A humbling one, as we seek to learn to anticipate and navigate complexity. Letting go the illusion of control and full comprehension at all times. This doesn’t mean at all, that we are against using the reductionist approach to understand a part of the whole, however, we always relate this part (back) to its real context.

We call this learning and acting process a complexity orientated approach.

Embracing and acting upon this complexity-oriented  approach has profound consequences for education. It is not enough to transfer knowledge and hope that the learner can apply this. Learning in complexity becomes truly ‘situative’ and for this the learner needs to learn to be, to know and to act in this situation. 

We need to accept that to prepare and support this approach is challenging.

However, we feel that it is worth to invest in the understanding of complex adaptive systems; in a more situative, evaluative epistemology, offering the capability to anticipate complexity and its emergence (futures literacy).

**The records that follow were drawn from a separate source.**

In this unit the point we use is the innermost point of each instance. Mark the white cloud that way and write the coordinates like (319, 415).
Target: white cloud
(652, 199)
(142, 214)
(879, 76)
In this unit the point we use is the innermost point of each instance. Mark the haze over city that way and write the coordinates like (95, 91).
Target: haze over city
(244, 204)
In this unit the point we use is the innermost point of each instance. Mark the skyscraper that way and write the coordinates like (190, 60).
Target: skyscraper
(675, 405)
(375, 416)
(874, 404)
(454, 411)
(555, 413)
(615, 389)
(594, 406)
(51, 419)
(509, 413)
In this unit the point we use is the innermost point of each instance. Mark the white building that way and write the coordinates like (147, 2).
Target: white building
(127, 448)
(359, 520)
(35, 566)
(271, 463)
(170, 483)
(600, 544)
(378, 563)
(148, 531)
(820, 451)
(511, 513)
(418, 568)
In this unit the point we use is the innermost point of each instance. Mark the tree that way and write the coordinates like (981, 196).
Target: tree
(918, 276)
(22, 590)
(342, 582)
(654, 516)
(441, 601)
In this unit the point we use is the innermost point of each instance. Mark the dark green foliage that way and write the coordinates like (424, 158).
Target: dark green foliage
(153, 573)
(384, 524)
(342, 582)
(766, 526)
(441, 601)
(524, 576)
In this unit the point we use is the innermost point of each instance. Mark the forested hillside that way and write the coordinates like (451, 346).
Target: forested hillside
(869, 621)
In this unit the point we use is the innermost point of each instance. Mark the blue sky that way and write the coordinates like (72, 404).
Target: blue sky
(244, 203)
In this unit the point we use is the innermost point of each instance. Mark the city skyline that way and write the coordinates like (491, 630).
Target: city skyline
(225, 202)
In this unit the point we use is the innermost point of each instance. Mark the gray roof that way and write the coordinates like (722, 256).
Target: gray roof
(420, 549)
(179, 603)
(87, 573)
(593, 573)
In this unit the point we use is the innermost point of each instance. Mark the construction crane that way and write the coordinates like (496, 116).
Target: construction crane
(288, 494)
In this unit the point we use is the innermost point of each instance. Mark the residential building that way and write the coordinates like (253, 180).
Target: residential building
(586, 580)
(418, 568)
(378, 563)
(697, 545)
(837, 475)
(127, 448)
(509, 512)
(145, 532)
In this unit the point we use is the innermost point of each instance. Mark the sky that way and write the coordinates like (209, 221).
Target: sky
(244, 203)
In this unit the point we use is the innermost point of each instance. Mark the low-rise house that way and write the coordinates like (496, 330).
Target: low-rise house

Also, the focus on becoming in this journey – in the spirit of true life-long learning – needs attention. Complex issues often involve the engagement of more people forming a community. Think of a family, a neighbourhood, or in our context a learning community. This means that we need to facilitate both collective and individual learning processes. Whereby, preferably, both processes strengthen each other reciprocally.

Because of the uncertainty and ambiguity of this journey we feel that if we want to really embrace complexity we need to invest much more in a ‘holding and facilitating environment’. As learning in complex issues demands care and compassion, to hold each other at times and to find courage and inspiration to keep going and to keep experimenting in what often is a long journey. 

Embracing a Complexity-Orientated Learning Approach in Health.

With our Erasmus+ project “Embracing a Complexity-Orientated Learning Approach in Health” (ECOLAH) we are creating learning spaces and methods for this intense but rewarding learning journey. We integrate this in both formal and informal education in curricula and in our engagement in communities where we research, innovate, and somehow also live. 

With facilitating learning in complexity, we aim to contribute to the urgently needed changes in our social and health care systems (and possibly other societal transitions). And we seek to act upon education’s limited capacity to build students’ hope and agency in these wicked times.

For it, we invite everybody to join us in this truly humbling journey for better health and education!